Drug development is typically a protracted, years-long process. But Westley Tear’s doctoral work tries to shrink that timeline by focusing on compounds that have already been studied in humans. He repurposes them to target parasites that cause neglected tropical diseases — illnesses that have received little attention from drug researchers.
Tear’s thesis focuses on repurposing kinase inhibitors, commonly used to treat inflammation and certain forms of cancer. Working with the Laboratory for Neglected Disease Drug Discovery, he’s studying their effectiveness against diseases like African sleeping sickness and Chagas disease, which disproportionately affect impoverished populations. If a compound shows promise, he optimizes it to improve its potency and behavior in the body—its absorption, distribution, metabolism, and excretion. “I was drawn to medicinal chemistry because it requires so much problem solving, and you have a chance to make a real impact on people’s health and lives,” he explains.

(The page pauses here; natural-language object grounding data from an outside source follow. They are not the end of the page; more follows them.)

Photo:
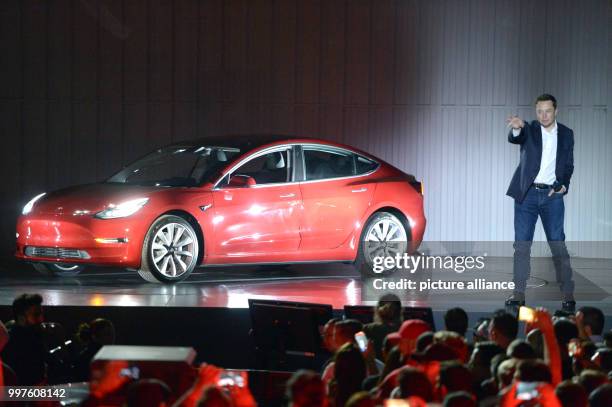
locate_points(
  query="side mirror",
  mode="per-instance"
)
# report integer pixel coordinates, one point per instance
(241, 181)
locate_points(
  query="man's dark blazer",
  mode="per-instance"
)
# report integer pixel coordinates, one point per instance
(530, 139)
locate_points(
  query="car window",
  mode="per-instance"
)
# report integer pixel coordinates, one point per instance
(271, 168)
(173, 166)
(364, 165)
(322, 164)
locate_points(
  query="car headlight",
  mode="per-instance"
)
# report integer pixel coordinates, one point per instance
(122, 210)
(28, 207)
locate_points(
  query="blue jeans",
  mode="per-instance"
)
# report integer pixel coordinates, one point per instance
(551, 211)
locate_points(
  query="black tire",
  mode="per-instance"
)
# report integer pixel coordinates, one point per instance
(57, 269)
(363, 263)
(155, 271)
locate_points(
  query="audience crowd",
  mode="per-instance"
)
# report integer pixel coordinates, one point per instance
(560, 361)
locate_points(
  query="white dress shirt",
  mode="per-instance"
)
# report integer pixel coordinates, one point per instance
(546, 174)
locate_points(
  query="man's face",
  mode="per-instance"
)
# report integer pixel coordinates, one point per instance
(34, 315)
(546, 113)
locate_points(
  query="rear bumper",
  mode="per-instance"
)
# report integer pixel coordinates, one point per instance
(79, 240)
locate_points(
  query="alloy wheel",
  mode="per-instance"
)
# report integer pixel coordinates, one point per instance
(173, 250)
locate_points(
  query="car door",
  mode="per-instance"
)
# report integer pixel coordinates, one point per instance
(334, 196)
(252, 222)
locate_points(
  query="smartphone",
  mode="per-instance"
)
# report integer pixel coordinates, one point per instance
(362, 340)
(527, 390)
(526, 314)
(228, 378)
(573, 348)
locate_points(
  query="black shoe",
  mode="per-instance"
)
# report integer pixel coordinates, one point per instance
(516, 300)
(568, 306)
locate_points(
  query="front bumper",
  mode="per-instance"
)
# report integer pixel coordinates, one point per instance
(79, 240)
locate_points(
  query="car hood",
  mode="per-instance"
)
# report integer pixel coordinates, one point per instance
(89, 199)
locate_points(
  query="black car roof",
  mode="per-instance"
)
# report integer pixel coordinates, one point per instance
(240, 141)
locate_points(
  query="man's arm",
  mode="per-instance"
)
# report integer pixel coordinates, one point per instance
(569, 165)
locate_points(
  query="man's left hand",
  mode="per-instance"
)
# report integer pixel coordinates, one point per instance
(561, 191)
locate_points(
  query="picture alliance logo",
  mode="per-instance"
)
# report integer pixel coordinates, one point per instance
(458, 264)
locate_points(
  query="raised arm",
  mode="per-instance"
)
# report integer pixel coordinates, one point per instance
(552, 354)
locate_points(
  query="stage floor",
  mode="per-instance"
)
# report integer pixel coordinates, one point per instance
(335, 284)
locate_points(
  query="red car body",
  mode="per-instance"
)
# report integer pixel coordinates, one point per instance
(294, 221)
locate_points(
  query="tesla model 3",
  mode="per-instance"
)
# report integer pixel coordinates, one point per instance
(227, 201)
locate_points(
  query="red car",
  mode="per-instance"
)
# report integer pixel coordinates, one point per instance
(219, 201)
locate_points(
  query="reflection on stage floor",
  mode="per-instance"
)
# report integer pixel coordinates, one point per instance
(335, 283)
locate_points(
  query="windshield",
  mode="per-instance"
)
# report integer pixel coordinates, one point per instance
(176, 166)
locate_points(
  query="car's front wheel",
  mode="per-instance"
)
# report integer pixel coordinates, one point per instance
(384, 236)
(58, 269)
(170, 250)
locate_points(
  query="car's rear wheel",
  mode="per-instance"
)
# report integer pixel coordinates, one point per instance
(58, 269)
(170, 250)
(384, 235)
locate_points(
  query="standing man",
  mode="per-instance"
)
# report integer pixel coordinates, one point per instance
(538, 187)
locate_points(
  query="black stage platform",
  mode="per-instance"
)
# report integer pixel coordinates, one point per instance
(209, 310)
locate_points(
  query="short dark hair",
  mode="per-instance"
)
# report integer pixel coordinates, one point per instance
(520, 349)
(533, 370)
(456, 320)
(303, 384)
(455, 376)
(602, 396)
(594, 318)
(414, 382)
(565, 330)
(572, 394)
(545, 97)
(348, 327)
(389, 309)
(22, 303)
(459, 399)
(505, 324)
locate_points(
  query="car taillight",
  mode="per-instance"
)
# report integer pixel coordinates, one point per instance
(418, 186)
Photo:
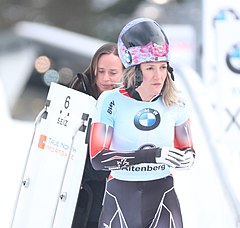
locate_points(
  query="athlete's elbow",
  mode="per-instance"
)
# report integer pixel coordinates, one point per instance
(96, 164)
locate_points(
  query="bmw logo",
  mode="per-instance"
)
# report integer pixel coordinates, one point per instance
(147, 119)
(233, 59)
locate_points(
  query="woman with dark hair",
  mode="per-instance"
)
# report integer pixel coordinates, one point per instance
(102, 74)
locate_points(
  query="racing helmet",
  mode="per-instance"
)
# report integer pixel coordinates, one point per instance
(142, 40)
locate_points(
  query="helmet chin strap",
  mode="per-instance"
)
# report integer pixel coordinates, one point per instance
(170, 70)
(139, 77)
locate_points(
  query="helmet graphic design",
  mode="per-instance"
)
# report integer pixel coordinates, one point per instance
(142, 40)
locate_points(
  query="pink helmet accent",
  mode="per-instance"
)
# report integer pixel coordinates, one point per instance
(142, 40)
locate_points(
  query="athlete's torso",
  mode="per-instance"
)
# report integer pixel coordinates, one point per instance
(136, 125)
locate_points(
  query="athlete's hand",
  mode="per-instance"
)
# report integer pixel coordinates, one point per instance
(187, 163)
(170, 156)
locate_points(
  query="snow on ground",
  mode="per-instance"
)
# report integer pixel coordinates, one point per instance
(205, 200)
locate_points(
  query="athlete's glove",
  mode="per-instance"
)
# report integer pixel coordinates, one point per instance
(169, 156)
(189, 157)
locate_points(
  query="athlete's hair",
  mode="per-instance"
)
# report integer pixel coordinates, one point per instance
(90, 73)
(169, 90)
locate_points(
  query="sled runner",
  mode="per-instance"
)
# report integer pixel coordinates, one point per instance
(54, 166)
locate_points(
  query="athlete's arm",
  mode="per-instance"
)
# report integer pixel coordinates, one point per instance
(183, 141)
(105, 159)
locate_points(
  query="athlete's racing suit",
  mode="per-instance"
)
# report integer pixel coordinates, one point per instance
(124, 136)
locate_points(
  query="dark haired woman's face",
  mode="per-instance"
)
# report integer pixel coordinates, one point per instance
(109, 71)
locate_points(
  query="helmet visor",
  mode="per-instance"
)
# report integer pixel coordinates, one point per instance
(142, 34)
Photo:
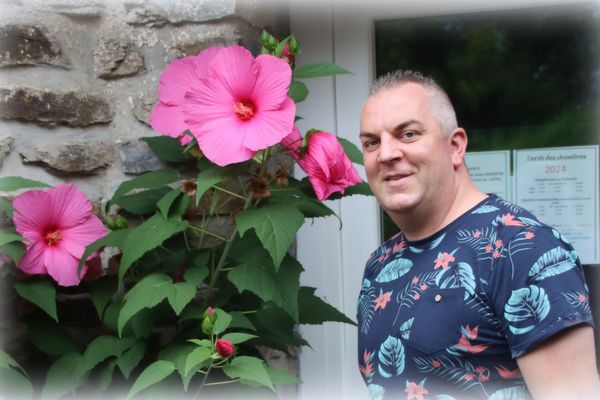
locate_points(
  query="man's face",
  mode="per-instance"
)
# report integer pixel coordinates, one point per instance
(407, 159)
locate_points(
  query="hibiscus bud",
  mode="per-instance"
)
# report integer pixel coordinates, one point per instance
(208, 320)
(328, 167)
(264, 37)
(224, 347)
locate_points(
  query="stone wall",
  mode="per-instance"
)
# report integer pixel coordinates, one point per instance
(78, 79)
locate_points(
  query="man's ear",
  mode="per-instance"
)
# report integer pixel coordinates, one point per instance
(458, 146)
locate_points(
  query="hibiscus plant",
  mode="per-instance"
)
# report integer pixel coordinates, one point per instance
(198, 276)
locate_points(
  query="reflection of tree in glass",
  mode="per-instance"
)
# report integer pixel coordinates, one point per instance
(519, 78)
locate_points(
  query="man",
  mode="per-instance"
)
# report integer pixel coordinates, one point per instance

Thanks to Northeastern, Tear is currently doing a full-time, yearlong research internship at pharmaceutical powerhouse GSK, which gives him access to world-class resources and later-stage discussions about drug development. At Northeastern, his honors include the Gordon Research Seminar on Medicinal Chemistry Outstanding Poster in 2017 and the Outstanding Teaching Assistant Award in 2015. After graduation, he intends to continue working in the pharmaceutical industry.